Today we talk about yet another great township in Pretoria, but this one is one that carries within it a precious gem which is a piece of our country’s history. At first glance one wouldn’t think that it carries so much treasure in terms of buried memories and stories of a trying time in our land. A time of war in an attempt to achieve peace, a time of true trials and tribulations for black people. This place is another underdog in terms of historical sites but it is a huge part of our history, a living time capsule. I am talking about none other than Atteridgeville.
According to Wikipedia the history of how Atteridgeville came about is one of the very few we hear in terms of partnerships between whites and blacks in the days of the struggle. One white woman stood firm in fighting for black people to have better living conditions and all that resulted in the building of the community.

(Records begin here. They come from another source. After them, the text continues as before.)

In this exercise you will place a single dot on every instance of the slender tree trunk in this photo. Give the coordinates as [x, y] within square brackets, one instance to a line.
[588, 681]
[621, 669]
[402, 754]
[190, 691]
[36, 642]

History: Atteridgeville was established by the government in 1939 as a settlement for black people by the government, after much protesting by Mrs Patricia Atteridge who was the chairwoman of Non- European affairs on the city council at the time. Atteridgeville was established nine years prior to the voting in of the apartheid government in 1948. The first occupants were moved from Marabastad on the 26th of May 1940. Mrs Atteridge who was also a philanthropist, black sash activist and the deputy mayoress of Pretoria, attempted to improve the living conditions of all black people who were previously living under very dirty and unpleasant conditions in Marabastad. Atteridgeville provided amenities such as brick housing, lighting and toilets, later so as to living standards the township was connected by train to Pretoria CBD. Schools, creche and clinics were established thereafter.
The naming of the township was in fact suggested by blacks themselves who also requested that Mrs Atteridge represent them in parliament which she refused because she was reluctant to participate in an exclusionary regime. Between 1946 and 1949 more than 1500 houses were built for people relocated from Marabastad, Bantule and other areas around Pretoria.
Although the establishment of Atteridgeville was under good intentions it wasn’t spared the troubles of the hard times that hit our country. The 1984 school boycotts and general unrest when demands by the Congress of South African Students to implement democratic representative councils in schools were rejected by the Department of Education and Training. The schools were suspended for the better part of 1984 and exams were not written by all high school learners.
Today Atteridgeville stands to be one of the most relaxed townships in Pretoria, with a vibe that cannot be copied it has various places where people come together to enjoy a simple beer or meat on the grill, there is history in each brick, every house that stands there today has a story to tell. A story of building a community from the ashes of our struggles. It was once a war zone with all individuals fighting the good fight. It’s safe to say Pretoria has its own version of Soweto.